The post-caldera Bumping Lake pluton (BLP, 23.75 ± 0.14 Ma) formed during resurgence of the Mount Aix caldera (24.71 ± 0.23 Ma), a syn-eruptive structure located ~20 miles east of Mount Rainier in the Southern Washington Cascades. It is one of the largest plutons in region, and covers an area of 117 km2
, extending NW along a shear zone on the southwest margin of the Olympic-Wallowa lineament (OWL). Compositions range from diorite to granite, and two facies have been defined. The majority (70%) of the pluton is composed of a salt-n-pepper biotite-rich granite characterized by mafic inclusions and mixing/mingling textures, while the remainder is composed of more weathered coarser grained biotite-poor granite lacking mafic inclusions. Transitions across the facies are abrupt, suggesting there are thermal/compositional boundaries that developed as a result of multiple intrusions contributing to the overall construction of the pluton. The mafic inclusions range from 53%-66% SiO2
and vary in shape, size and degree of resorption. It's unclear whether they are enclaves, xenoliths, or a mixture of both, as their shapes vary from rounded to more angular in different parts of the pluton.
Major element diagrams indicate granite compositions overlap in chemistry with the caldera-forming Bumping River tuff (24.71 ± 0.23 Ma), supporting a co-genetic relationship.

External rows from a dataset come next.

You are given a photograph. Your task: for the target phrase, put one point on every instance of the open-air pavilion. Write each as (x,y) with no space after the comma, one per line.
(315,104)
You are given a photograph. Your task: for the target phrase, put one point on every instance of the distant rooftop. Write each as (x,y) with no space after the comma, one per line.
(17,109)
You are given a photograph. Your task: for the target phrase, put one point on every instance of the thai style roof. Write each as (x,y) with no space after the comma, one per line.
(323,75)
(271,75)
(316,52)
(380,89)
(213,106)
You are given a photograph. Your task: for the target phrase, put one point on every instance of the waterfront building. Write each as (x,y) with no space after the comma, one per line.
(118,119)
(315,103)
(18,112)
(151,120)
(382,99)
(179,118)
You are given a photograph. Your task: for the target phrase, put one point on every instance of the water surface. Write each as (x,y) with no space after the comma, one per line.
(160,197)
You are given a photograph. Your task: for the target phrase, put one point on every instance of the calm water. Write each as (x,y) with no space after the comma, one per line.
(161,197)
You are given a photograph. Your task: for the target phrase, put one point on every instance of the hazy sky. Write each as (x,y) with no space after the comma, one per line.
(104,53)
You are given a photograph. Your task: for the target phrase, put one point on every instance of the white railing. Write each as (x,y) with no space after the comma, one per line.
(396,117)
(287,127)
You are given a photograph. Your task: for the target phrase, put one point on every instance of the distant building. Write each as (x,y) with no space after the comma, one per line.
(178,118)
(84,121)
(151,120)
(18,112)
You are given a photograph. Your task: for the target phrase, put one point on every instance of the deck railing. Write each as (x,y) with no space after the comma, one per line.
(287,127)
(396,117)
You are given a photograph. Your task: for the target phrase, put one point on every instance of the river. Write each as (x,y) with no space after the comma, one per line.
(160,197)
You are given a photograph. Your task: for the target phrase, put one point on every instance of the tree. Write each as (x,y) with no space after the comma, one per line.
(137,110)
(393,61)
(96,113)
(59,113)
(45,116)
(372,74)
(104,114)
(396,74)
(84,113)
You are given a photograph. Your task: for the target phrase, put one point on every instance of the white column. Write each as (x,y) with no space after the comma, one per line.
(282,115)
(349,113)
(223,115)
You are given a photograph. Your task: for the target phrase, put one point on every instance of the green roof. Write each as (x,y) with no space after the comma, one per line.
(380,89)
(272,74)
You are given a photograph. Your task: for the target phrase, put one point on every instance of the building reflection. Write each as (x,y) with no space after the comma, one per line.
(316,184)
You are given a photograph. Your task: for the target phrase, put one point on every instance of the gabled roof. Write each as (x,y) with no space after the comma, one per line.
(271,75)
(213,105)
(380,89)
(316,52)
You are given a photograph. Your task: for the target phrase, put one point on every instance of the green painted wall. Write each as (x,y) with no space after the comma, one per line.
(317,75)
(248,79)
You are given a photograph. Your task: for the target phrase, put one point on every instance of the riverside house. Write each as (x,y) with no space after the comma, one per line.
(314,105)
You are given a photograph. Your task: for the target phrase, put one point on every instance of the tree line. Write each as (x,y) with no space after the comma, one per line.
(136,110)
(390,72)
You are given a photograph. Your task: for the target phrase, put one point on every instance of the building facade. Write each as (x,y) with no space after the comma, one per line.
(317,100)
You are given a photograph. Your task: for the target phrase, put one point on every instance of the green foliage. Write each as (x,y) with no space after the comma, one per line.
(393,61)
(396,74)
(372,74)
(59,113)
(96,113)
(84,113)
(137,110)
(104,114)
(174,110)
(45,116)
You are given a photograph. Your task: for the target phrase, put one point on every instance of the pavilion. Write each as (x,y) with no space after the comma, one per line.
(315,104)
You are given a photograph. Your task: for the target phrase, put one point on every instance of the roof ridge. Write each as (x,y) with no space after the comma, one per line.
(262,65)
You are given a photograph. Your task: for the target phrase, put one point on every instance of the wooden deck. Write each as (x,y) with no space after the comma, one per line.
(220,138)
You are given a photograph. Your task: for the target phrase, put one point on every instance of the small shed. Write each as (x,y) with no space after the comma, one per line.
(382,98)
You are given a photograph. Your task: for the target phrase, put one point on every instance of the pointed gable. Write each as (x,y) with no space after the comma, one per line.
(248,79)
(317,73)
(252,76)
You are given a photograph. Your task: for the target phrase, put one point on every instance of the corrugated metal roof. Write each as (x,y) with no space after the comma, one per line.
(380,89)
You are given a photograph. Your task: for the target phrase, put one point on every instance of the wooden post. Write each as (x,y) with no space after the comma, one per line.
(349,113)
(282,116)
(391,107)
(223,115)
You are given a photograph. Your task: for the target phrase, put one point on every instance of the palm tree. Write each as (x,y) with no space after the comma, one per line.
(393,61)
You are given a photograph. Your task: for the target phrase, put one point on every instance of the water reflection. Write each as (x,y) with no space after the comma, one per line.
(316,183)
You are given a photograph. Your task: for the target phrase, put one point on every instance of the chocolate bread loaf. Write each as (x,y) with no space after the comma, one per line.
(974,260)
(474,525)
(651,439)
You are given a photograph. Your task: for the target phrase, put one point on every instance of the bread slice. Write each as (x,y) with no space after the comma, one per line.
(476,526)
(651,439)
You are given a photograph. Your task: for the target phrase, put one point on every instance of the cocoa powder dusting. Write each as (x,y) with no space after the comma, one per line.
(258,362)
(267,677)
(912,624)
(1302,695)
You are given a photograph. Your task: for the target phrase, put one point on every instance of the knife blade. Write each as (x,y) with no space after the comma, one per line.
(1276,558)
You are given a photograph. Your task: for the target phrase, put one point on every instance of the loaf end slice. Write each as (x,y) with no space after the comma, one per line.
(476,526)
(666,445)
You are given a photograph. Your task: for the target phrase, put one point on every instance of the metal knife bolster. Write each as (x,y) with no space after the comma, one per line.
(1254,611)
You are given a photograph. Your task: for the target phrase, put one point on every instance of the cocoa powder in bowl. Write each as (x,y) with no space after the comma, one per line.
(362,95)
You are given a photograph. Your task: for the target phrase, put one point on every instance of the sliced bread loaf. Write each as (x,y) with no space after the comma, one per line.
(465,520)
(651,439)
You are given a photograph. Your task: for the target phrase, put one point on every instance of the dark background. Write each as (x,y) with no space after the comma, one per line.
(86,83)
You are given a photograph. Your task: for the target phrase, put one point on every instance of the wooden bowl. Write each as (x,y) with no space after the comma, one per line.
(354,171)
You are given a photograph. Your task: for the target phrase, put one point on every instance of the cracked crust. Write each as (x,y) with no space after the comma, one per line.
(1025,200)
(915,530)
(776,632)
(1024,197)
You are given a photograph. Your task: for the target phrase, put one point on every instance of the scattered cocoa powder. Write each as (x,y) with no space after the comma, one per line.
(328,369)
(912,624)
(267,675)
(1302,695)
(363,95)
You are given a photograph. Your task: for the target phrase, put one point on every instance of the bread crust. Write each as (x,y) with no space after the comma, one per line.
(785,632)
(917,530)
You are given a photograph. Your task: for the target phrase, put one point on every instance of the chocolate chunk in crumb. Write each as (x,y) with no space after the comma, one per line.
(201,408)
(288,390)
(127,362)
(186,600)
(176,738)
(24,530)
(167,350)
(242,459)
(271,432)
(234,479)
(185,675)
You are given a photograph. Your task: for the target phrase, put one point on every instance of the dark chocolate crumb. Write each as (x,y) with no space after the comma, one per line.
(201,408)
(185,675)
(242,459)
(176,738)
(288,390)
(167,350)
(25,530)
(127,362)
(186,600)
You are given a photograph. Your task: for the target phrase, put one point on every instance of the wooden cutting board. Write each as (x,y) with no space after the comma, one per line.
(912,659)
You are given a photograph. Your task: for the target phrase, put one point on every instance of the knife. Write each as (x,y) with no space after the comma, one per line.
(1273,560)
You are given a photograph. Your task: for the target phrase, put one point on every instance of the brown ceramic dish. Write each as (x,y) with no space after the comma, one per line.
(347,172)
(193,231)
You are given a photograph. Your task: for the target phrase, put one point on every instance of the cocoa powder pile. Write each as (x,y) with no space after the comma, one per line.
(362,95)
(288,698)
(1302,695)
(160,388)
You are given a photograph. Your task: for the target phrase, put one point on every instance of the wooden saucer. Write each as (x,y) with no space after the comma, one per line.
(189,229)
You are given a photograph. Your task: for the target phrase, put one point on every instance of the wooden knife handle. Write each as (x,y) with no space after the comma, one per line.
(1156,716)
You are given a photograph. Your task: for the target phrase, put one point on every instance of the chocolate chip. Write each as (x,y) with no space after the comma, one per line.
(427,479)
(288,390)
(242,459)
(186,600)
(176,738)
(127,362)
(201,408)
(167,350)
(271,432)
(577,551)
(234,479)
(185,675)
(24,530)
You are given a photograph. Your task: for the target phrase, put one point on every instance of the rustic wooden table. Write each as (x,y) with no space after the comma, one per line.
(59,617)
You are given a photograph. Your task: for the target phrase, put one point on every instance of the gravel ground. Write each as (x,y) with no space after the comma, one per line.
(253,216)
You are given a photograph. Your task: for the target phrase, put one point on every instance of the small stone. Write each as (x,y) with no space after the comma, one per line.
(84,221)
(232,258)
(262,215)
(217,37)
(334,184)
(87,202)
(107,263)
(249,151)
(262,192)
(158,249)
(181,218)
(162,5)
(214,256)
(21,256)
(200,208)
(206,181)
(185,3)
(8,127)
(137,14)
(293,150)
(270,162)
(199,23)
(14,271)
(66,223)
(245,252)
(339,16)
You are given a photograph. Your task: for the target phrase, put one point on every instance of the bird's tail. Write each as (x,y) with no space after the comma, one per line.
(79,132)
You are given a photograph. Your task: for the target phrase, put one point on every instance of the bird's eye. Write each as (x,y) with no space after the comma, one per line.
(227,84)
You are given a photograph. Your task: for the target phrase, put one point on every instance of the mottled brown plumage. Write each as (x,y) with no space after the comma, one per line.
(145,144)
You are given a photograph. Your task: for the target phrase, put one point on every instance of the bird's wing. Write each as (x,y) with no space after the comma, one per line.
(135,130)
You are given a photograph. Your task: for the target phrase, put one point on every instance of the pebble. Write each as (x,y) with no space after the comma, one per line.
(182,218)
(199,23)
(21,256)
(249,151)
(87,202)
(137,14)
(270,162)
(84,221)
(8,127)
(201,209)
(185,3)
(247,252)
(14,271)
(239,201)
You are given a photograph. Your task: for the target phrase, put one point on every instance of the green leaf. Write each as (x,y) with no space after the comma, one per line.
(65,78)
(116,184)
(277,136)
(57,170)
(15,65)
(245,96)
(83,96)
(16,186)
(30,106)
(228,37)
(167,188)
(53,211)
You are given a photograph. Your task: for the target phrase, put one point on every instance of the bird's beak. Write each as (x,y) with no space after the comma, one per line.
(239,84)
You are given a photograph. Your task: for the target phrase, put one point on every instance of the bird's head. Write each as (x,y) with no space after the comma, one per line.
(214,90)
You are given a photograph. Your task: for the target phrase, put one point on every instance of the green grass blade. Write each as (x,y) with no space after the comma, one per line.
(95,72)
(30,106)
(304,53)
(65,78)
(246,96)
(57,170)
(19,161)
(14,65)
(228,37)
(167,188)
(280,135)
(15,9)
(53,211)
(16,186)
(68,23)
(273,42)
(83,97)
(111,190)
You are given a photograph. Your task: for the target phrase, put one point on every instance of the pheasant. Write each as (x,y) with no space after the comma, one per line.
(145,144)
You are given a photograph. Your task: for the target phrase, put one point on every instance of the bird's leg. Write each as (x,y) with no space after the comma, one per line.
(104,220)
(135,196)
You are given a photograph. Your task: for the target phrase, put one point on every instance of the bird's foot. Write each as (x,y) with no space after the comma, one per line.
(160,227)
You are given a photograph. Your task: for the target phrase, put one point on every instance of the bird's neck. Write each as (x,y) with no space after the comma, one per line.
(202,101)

REE diagrams demonstrate minor trace element differences attributable to separate but similar fractionation histories and mineral assemblages. The pluton also shares compositional affinity and age-relations with nearby Sleep Lake and White River plutons, suggesting they may be related. The mafic inclusions plot at lower SiO2 along the same compositional trend as the pluton, suggesting they represent less evolved counterparts of the same or similar source. They also share chemical affinity with pre-caldera Nile Creek andesite lava flows and dikes associated with the North Fork Rattlesnake Creek (NFRC) volcanic center, inferring a long-lived regional source fed volcanism to both systems, and perhaps the region.